Like most of you, I’ve recently finished watching the first episode of Hyouka. The story left me with a small smile on my face, wondering what we will see next week. I then proceeded to avoid all blog entries concerning the show.
You see, there’s no need to be an anime veteran to know that some shows are easier to enjoy without getting involved in the drama surrounding them. But even with this approach to the matter, moans about the heinous acts of KyoAni kept assaulting my ears. The nefarious studio stole somebody’s shoes in New Jersey, caused traffic jams in Morocco and was seen eating babies in its stronghold of Kyoto. And I thought, is it just me, or is it really impossible to discuss KyoAni shows without the conversation switching focus to the studio?
Questions like getting answers, so I decided to check. I went to Anime Nano and skimmed through the first ten [Hyouka – Episode 1] posts I could find.
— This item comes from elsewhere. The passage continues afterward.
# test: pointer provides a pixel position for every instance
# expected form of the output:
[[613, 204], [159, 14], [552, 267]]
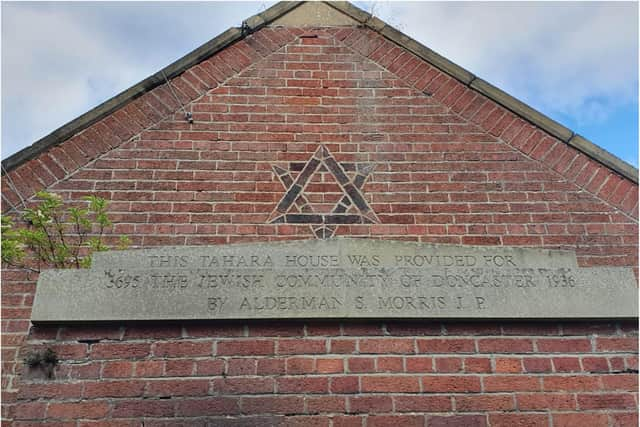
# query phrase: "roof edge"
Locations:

Results?
- 80% of the posts mention KyoAni
- 87,5% of the above mention KyoAni within the first paragraph/first few lines
- one blogger gets extra points for working KyoAni into the post title
Now wait a moment, you say, Hyouka is a loud show just beginning its run, it’s perfectly normal for everyone to mention the animation studio in their first post, and there’s nothing wrong with it appearing in the first paragraph – “Hyouka, KyoAni’s latest show, is a story about youth and pancakes…” – isn’t that the classic opening line?
You’re probably right. Just to make sure, I checked the same thing for another one of this season’s most lauded shows, Sakamichi no Apollon. You’ll have to forgive me for not using bullet points for presenting the results this time around, but… there’s not much to say. Only one out of ten blogs mentioned the studio responsible for the series anywhere in the text… stating that the author hasn’t watched anything else done by them so far. (The Black Sheep Project deserves props for doing the research, though!)
The irony here is that while many of the blogs included in the statistics above might take a critical stance towards KyoAni, their comments not only confirm, but also contribute to KyoAni’s brand awareness hegemony. Bloggers seem intent on making sure that any newcomer to the hobby knows the company name and can associate it with the studio’s work. KyoAni must be glad.